She could hear Dave above, at the top window, recognising her as "The Lady." As she entered, a man who was coming out flinched before her meanly for a moment, then brushed past brutally. Aunt M'riar's face was visible where she stood back near the staircase; it was white with terror. She gasped out:—"Let him go; I'll come directly!" and ran upstairs. Gwen heard her call to the children, more collectedly, to come down, as the lady was there, and then apparently retreat into her room, shutting the door. Thereon the children came rushing down, and before she could get attention to her inquiry as to who that hideous man was, Uncle Mo had pushed the door open. He had not asked that pill-box to explain itself, but had gone straight on to No. 7. Dave met him on the threshold, in a tempest of excitement, exclaiming: —"Oy say, Uncle Mo!—the lady's here. The shoyny one. And oy say, Uncle Mo, the Man's been." The last words were in a tone to themselves, quite unlike what came before. It was as though Dave had said:—"The millennium has come, but the crops are spoiled." He added:—"Oy saw the Man, out of the top window, going away."
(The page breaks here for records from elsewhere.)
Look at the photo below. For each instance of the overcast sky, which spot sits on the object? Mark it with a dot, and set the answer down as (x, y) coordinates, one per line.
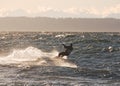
(61, 8)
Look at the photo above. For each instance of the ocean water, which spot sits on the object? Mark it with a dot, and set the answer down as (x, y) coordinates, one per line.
(29, 59)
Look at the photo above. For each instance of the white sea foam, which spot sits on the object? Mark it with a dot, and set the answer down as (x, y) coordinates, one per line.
(32, 56)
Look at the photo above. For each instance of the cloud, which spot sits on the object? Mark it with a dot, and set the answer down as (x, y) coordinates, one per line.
(92, 12)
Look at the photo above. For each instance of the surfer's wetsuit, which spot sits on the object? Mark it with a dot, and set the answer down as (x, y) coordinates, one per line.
(68, 50)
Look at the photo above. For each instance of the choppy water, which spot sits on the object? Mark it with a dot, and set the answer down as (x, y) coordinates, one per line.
(28, 59)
Uncle Mo let the millennium stand over. "Which man, old Peppermint Drops?" said he, improvising a name to express an aroma he had detected in his nephew, when he stooped to make sure he was getting his last words right.
"Whoy, the Man," Dave continued, in an undertone that might have related to the Man with the Iron Mask, "the Man me and Micky we sore in Hoyde Park, and said he was a-going to rip Micky up, and Micky he said he should call the Police-Orficers, and the gentleman said...."
"That'll do prime!" said Uncle Mo. For Dave's torrent of identification was superfluous. "I would have laid a guinea I knew his game," added he to himself. Then to Gwen, inside the house with Dolly on her knee:—"You'll excuse me, miss, my lady, these young customers they do insert theirselves—it's none so easy to find a way round 'em, as I say to M'riar.... M'riar gone out?" For it was a surprise to find the children alone entertaining company—and such company!
"There, Dolly, you hear?" said Gwen. "You're not to insert yourself between me and your uncle. Suppose we sit quiet for five minutes!" Dolly subsided. "How do you do, Mr. Wardle!... No, Aunt Maria isn't here, and I'm afraid that man coming worried her. Dave's man.... Oh yes—I saw him. He came out as I came in, three minutes ago. What is the man? Didn't I hear Dave telling how Micky said he should give him to the Police? I wish Micky had, and the Police had found out who he's murdered. Because he's murdered somebody, that man! I saw it in his eyes."
"He's a bad character," said Mo. "If he don't get locked up, it won't be any fault of mine. On'y that'll be after I've squared a little account I have against him—private affair of my own. If you'll excuse me half a minute, I'll go up and see what's got M'riar." But Uncle Mo was stopped at the stair-foot by the reappearance of Aunt M'riar at the stair-top. As they met halfway up, both paused, and Gwen heard what it was easy to guess was Aunt M'riar's tale of "the Man's" visit, and Uncle Mo's indignation. They must have conversed thus in earnest undertones for full five minutes, before Aunt M'riar said audibly:—"Now we mustn't keep the lady waiting no longer, Mo"; and both returned, making profuse apologies. The interval of their absence had been successfully and profitably filled in by an account of how Mrs. Picture had been taken to see Jones's Bull, with a rough sketch of the Bull's demeanour in her company.
Aunt M'riar made amends to the best of her abilities for her desertion. Perhaps the young lady knew what she meant when she said she had been giv' rather a turn? The young lady did indeed. Aunt M'riar hoped she had not been alarmed by her exit. Nor by the person who had gone out? No—Gwen's nerves had survived both, though certainly the person wasn't a beauty. She went on to hope that the effects of the turn he had given Aunt M'riar would not be permanent. These being pooh-poohed by both Uncle Mo and Aunt M'riar, became negligible and lapsed.
"The children came running down directly after you went, Aunt Maria," said Gwen. "So I can assure you I didn't lose my temper at being left alone. I wasn't alone two minutes!" Then she gave, in reply to a general inquiry after the fever patient, inaugurated by Dave with:—"Oy say, how's Sister Nora?"—the very favourable report she had just received from Dr. Dalrymple.
Then Mrs. Prichard was rushed into the conversation by a sudden inexplicable statement of Dolly's. "When Mrs. Spicture comes back," said she, "Granny Marrowbone is to pour out Mrs. Spicture's tea. And real Cake. And stoast cut in sloyces wiv real butter."
"Don't get excited, Dolly dear," said Gwen, protesting against the amount of leg-action that accompanied this ukase. "Tell us again! Why is Granny Marrable to make tea? Granny Marrable's at her house in the country. She's not coming here with Mrs. Spicture."